On the Performance of Lossless Reciprocal MiLAC Architectures in Multi-User Networks

TL;DR

This paper investigates the performance of lossless reciprocal MiLAC architectures in multi-user MIMO networks, revealing limitations compared to digital beamforming and proposing optimization methods for improved sum-rate performance.

Contribution

It provides the first analysis of lossless reciprocal MiLAC in multi-user scenarios and develops an optimization framework for enhancing its sum-rate performance.

Findings

Lossless reciprocal MiLAC cannot match digital beamforming in general MU-MISO networks.

An optimization framework for power and scattering matrix improves MiLAC performance.

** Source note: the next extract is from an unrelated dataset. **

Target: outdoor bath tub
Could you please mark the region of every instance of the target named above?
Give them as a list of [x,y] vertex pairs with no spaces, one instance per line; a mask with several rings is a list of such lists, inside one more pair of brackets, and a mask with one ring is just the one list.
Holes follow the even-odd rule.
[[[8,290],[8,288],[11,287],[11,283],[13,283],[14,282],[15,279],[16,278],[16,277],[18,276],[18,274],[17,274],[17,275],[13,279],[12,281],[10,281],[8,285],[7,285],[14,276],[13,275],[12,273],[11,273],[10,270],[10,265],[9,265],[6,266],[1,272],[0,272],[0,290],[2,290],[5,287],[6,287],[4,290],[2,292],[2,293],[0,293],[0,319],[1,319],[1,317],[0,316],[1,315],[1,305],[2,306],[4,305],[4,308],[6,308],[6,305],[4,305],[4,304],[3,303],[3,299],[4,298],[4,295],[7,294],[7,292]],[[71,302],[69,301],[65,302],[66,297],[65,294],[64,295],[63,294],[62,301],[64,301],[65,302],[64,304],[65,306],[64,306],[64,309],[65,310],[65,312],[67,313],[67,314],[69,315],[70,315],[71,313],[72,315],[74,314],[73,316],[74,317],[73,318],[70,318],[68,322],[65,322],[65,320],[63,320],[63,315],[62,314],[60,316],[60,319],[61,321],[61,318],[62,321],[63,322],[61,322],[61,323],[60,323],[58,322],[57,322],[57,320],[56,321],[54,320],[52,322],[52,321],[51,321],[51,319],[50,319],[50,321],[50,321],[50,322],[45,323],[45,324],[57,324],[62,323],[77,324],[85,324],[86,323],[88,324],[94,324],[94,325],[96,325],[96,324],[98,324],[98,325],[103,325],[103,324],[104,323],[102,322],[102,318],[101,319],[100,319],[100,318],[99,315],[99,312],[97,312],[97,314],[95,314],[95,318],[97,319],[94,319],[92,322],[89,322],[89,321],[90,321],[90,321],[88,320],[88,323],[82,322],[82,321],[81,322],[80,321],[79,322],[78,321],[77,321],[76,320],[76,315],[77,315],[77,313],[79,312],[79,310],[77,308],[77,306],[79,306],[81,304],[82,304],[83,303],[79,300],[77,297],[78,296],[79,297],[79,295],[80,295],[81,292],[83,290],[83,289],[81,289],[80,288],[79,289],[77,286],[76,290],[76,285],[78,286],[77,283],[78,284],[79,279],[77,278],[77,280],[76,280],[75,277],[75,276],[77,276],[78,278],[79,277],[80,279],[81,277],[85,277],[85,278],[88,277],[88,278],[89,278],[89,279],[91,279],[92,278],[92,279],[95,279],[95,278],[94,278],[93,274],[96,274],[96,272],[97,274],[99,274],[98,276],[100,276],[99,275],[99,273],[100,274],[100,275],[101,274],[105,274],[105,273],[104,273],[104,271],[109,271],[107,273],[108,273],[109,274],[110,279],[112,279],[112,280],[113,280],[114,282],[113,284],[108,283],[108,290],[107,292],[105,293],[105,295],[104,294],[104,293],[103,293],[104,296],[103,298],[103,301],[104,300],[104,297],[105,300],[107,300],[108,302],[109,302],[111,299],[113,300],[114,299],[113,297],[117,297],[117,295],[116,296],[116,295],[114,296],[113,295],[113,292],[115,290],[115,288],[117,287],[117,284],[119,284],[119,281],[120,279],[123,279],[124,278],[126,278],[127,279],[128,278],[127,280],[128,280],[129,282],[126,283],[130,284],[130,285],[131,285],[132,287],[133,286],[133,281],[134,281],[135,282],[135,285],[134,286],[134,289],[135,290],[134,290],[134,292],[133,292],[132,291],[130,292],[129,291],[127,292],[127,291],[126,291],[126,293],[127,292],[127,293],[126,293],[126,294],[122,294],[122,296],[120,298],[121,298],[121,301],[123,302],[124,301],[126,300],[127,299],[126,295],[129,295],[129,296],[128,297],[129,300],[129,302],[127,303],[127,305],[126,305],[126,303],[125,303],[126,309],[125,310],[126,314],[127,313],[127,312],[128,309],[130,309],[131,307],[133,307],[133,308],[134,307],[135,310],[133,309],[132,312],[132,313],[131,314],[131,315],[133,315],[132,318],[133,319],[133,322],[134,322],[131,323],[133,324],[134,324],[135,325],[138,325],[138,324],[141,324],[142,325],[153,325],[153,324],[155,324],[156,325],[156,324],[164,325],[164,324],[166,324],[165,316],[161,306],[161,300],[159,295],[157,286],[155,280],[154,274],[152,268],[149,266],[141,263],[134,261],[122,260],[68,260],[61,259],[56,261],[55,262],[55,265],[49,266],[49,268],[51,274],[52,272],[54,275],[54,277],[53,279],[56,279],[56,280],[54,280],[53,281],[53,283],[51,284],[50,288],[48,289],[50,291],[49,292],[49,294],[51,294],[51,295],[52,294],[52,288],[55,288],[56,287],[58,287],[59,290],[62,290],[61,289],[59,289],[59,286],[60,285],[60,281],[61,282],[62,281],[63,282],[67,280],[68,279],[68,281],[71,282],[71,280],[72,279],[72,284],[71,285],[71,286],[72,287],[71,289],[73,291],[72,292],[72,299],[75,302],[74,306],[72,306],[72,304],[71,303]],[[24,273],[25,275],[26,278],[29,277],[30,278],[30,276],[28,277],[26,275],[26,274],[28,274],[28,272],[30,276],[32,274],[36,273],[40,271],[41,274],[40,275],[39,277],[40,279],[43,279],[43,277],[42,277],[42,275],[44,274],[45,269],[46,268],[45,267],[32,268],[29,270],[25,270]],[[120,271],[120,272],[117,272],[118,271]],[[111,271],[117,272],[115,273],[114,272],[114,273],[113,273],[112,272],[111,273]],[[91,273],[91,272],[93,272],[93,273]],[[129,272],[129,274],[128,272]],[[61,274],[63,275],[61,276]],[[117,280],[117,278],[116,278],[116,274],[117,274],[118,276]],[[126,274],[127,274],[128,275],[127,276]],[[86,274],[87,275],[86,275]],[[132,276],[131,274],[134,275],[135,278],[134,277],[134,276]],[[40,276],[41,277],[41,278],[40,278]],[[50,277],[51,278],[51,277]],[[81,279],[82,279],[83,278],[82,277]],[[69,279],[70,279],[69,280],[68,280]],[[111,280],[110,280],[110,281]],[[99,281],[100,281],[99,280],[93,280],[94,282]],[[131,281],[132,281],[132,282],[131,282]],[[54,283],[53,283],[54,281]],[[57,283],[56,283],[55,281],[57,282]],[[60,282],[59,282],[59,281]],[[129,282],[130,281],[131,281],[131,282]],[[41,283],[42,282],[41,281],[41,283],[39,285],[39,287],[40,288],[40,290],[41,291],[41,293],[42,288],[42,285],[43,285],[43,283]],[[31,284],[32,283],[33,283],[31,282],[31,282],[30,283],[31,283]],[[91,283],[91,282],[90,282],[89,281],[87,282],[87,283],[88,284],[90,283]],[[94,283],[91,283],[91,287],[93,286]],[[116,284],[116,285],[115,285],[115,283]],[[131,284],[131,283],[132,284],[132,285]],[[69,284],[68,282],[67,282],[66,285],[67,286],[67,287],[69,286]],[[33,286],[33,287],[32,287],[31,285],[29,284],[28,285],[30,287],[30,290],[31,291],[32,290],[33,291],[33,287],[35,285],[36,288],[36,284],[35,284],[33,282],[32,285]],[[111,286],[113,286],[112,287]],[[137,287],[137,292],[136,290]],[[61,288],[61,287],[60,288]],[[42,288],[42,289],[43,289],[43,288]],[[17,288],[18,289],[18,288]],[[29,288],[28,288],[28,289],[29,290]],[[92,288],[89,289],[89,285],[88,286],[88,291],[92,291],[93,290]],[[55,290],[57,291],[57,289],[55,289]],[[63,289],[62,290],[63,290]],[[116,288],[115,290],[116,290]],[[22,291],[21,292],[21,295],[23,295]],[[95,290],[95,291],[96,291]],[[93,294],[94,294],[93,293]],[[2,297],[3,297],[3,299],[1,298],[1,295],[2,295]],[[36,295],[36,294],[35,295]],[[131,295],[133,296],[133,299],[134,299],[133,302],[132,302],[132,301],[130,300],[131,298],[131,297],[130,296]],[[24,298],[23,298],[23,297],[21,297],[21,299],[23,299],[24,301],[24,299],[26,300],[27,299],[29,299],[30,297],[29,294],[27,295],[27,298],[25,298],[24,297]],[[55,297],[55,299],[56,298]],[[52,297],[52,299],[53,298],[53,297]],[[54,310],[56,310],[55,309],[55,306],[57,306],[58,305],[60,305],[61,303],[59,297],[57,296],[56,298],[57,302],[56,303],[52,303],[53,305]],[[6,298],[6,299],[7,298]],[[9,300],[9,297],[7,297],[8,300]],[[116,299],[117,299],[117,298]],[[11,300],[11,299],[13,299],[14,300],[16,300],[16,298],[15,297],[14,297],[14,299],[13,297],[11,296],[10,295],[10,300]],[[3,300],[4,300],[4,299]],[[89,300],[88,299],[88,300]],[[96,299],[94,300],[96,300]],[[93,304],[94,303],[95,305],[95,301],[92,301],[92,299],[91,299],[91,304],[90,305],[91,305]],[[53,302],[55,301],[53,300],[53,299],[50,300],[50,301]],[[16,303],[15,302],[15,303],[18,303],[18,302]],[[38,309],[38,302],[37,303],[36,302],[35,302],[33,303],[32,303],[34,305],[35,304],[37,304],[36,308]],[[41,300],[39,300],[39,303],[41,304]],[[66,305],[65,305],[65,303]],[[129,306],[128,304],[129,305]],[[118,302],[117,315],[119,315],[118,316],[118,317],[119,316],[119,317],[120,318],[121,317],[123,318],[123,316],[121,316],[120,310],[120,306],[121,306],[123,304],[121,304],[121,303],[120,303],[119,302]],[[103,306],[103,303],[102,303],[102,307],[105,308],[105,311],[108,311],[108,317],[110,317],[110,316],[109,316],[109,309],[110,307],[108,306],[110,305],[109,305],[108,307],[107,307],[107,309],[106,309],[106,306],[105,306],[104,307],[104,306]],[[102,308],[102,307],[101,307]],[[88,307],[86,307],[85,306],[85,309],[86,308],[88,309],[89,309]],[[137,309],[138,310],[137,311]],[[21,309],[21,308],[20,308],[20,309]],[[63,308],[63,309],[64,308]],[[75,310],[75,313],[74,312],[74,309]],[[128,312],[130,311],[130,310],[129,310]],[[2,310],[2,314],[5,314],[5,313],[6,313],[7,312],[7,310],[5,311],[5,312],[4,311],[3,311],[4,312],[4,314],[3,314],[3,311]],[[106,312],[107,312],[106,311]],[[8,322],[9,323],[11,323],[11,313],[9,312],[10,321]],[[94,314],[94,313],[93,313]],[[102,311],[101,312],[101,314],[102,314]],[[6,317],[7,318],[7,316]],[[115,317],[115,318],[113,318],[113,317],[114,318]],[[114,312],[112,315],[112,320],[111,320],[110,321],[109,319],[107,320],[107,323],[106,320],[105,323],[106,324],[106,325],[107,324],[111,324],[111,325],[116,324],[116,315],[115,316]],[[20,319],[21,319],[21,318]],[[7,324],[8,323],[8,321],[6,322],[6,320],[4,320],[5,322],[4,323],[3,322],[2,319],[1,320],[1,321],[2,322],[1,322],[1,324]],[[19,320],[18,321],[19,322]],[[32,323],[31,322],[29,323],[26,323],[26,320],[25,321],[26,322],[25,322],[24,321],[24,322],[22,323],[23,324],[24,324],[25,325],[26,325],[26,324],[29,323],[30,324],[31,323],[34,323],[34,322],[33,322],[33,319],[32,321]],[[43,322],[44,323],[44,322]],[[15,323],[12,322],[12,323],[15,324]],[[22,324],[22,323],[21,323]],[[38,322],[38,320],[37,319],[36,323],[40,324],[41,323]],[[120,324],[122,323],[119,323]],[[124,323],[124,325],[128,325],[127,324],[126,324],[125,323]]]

Numerical results confirm MiLAC's potential for large-scale MIMO systems.

Abstract

Microwave linear analog computer (MiLAC)-aided beamforming, which processes the transmitted symbols fully in the analog domain, has recently emerged as a promising alternative to fully digital and hybrid beamforming architectures for multiple-input multiple-output (MIMO) systems. While prior studies have shown that lossless and reciprocal MiLAC can achieve the same capacity as digital beamforming in a single-user MIMO network, its performance in multi-user scenarios remains unknown. To answer this question, in this work, we establish a downlink multi-user multiple-input single-output (MU-MISO) network with a MiLAC-aided transmitter, and investigate its sum-rate performance. Based on the microwave network theory, we first prove that lossless and reciprocal MiLAC cannot achieve the same performance as digital beamforming in a general MU-MISO network. Then, we formulate a sum-rate maximization problem and develop an efficient optimization framework to jointly optimize the power allocation and the scattering matrix for MiLAC. Numerical results validate our theoretical analysis and demonstrate that MiLAC is a promising architecture for future extremely large-scale MIMO systems.